An Oklahoma City icon will soon look a whole lot different with a renovation project in the works for Taft Stadium.
For nearly 80 years, the stadium has stood near May and NW 23rd Street.
The structure's facade that most everyone will recognize will stay the same. However, virtually everything on the on the other side the thick stone walls will be gutted, according to Oklahoma City Public Schools.
"It's lasted a long time, but it's showing its age," Taft Stadium friend Bob Hammack said.
The stadium was completed as part of a New Deal project in 1934. As Hammack says, if the stadium could speak, it would be amazing. Northwest, John Marshall, Harding, Capitol Hill and Southeast high schools have all played under Taft's Friday night lights.
But there's been more than just football that could be seen from the steep concrete stands.
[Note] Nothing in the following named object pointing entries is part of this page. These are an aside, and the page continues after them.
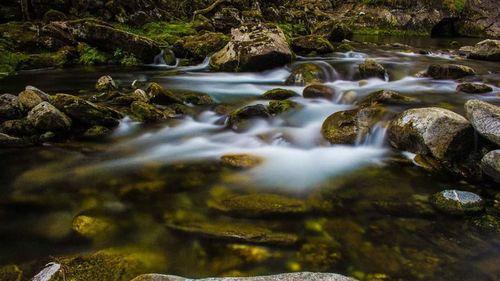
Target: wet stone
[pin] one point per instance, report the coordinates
(456, 202)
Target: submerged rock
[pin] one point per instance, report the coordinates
(456, 202)
(300, 276)
(319, 91)
(474, 88)
(259, 205)
(431, 131)
(253, 48)
(311, 43)
(486, 50)
(45, 117)
(490, 164)
(345, 127)
(449, 71)
(371, 68)
(279, 94)
(485, 118)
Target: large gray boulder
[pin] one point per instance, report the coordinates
(485, 118)
(431, 131)
(253, 48)
(299, 276)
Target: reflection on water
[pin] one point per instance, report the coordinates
(363, 211)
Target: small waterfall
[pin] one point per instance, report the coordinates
(375, 136)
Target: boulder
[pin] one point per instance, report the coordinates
(490, 164)
(370, 68)
(253, 48)
(431, 131)
(240, 119)
(485, 118)
(85, 112)
(45, 117)
(474, 88)
(298, 276)
(311, 44)
(345, 127)
(314, 91)
(279, 94)
(10, 107)
(486, 50)
(456, 202)
(449, 71)
(198, 47)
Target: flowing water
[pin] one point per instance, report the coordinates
(365, 218)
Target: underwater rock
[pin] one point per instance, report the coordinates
(449, 71)
(485, 118)
(253, 48)
(490, 164)
(259, 205)
(242, 161)
(486, 50)
(345, 127)
(386, 97)
(311, 43)
(315, 91)
(45, 117)
(279, 94)
(371, 68)
(105, 83)
(240, 119)
(456, 202)
(435, 131)
(305, 74)
(10, 107)
(474, 88)
(299, 276)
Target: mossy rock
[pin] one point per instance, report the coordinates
(282, 106)
(279, 94)
(259, 205)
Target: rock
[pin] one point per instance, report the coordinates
(85, 112)
(490, 164)
(299, 276)
(259, 205)
(281, 106)
(315, 91)
(345, 127)
(370, 68)
(242, 161)
(456, 202)
(311, 44)
(240, 119)
(386, 97)
(198, 47)
(305, 74)
(31, 98)
(279, 94)
(148, 112)
(474, 88)
(160, 95)
(485, 118)
(105, 84)
(449, 71)
(253, 48)
(10, 107)
(333, 31)
(236, 232)
(431, 131)
(486, 50)
(45, 117)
"There's not anybody who grew up within a five-mile radius of Taft Stadium at that time on a Friday night could not hear the roar of those engines," Hammack said. "It was incredibly loud."
As early as the 1940s, the stadium saw stock car races.
Hammack has a three-generation connection to Taft. His dad played at the stadium in 1939. Hammack and his brothers played in the 60s and 70s. Now, his sons enjoy the stadium. And, for 52 years now, Hammack and his high school buddies still get together every Thanksgiving to play a game.
"We want to have a showpiece for Oklahoma City, one that our community can rally around," OKCPS athletic director Keith Sinor said.
Oklahoma City Public Schools says there will be a new turf, track, stands, concessions and locker rooms. It's all a way to bring the stadium up to code and ADA standards while preserving its integrity.
"I think, still, out of the field the heartbeat beats strong and the future looks good," Hammack said.
The renovations will be paid for by a bond issue. Construction is scheduled to start in May 2013 and should last about 10 months. The current stadium can hold 20,000 people. The new one will hold just 7,500 people.